The Canadian government plans to end its subsidy for production of biofuels when its current program ends in 2017, a newspaper reported on Saturday.

The Globe and Mail quoted a letter from Natural Resources Minister Joe Oliver to the biofuels industry on Thursday explaining that Ottawa needed to cut spending to tame its deficit.

Oliver said that the ethanol industry now produces the necessary volume of renewable fuel for Canada to meet its target of five per cent ethanol in the country's gasoline supply, the newspaper reported.

But the minister also noted that the Canadian biodiesel industry had been unable to produce enough of that fuel, forcing some refiners to import to meet a two per cent biodiesel target.

The production of fuel from feed stocks such as corn, wheat, canola and animal fat has been lauded as a way for Canada to reduce greenhouse gas emissions.

However, ethanol and biodiesel fuel producers have required government subsidies and some critics complain that demand for fuel production has driven up the price of grain.

The government's ecoEnergy for Biofuels program was originally to have spent $1.5 billion supporting the industry between 2008 and 2017. It has actually committed only $1 billion and stopped taking new applications for support in 2010, the newspaper said.

Ottawa plans to keep its existing commitments but wind down the program in 2017, the paper said.

According to the program's website, it has committed funding to about two dozen projects, including some owned by Suncor Energy, Husky Energy, Maple Leaf Foods and Biox Corp.

Plans have also been announced for new plants, notably a biodiesel plant that U.S. agrifood giant Archer Daniels Midland plans to build in Alberta.

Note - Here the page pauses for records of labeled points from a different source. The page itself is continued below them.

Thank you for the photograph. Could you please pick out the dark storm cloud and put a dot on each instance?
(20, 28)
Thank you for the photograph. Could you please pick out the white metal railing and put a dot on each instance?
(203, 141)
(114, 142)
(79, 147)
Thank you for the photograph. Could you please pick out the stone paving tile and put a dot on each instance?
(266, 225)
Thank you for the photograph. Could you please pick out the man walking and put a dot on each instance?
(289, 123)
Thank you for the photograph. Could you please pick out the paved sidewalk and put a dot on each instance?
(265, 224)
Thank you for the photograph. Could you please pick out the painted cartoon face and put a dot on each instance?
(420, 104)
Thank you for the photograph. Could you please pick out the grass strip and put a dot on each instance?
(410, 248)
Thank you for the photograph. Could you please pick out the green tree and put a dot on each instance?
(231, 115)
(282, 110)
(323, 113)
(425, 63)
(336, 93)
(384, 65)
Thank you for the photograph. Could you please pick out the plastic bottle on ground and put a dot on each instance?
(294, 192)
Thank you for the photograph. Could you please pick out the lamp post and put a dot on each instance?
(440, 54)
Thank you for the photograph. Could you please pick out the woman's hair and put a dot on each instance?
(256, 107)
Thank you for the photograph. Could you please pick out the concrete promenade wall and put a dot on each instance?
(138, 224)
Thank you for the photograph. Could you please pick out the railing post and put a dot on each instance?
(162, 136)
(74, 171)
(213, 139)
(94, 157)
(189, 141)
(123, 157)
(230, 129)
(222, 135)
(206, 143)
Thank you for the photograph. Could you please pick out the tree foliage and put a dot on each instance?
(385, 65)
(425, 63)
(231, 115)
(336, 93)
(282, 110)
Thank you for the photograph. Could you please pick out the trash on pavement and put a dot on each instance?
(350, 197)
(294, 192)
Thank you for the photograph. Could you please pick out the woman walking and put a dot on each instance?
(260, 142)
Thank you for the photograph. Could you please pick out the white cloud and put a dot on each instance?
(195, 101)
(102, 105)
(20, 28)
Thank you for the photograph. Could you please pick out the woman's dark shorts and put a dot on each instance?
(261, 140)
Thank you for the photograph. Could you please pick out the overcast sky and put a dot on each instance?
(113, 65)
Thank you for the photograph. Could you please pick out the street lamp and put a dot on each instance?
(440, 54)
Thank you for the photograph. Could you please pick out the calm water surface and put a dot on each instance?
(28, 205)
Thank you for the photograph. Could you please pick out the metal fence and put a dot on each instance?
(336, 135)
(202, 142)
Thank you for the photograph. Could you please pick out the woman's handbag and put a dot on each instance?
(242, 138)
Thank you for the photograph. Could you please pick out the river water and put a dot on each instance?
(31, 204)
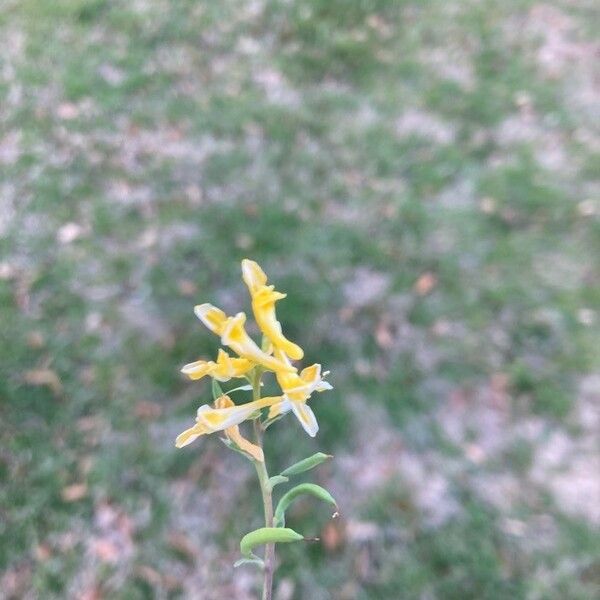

The Globe and Mail quoted Scott Thurlow, president of the Canadian Renewable Fuels Association, as saying that new biodiesel plants could go forward if the government continued its subsidy. -- Reuters

Photos

Federal Natural Resources Minister Joe Oliver, shown here speaking in Vancouver in September, is quoted as having written Thursday to biofuel industry players, telegraphing the end of federal subsidies for biofuel production when the current subsidy program ends in 2017. (NRCan.gc.ca)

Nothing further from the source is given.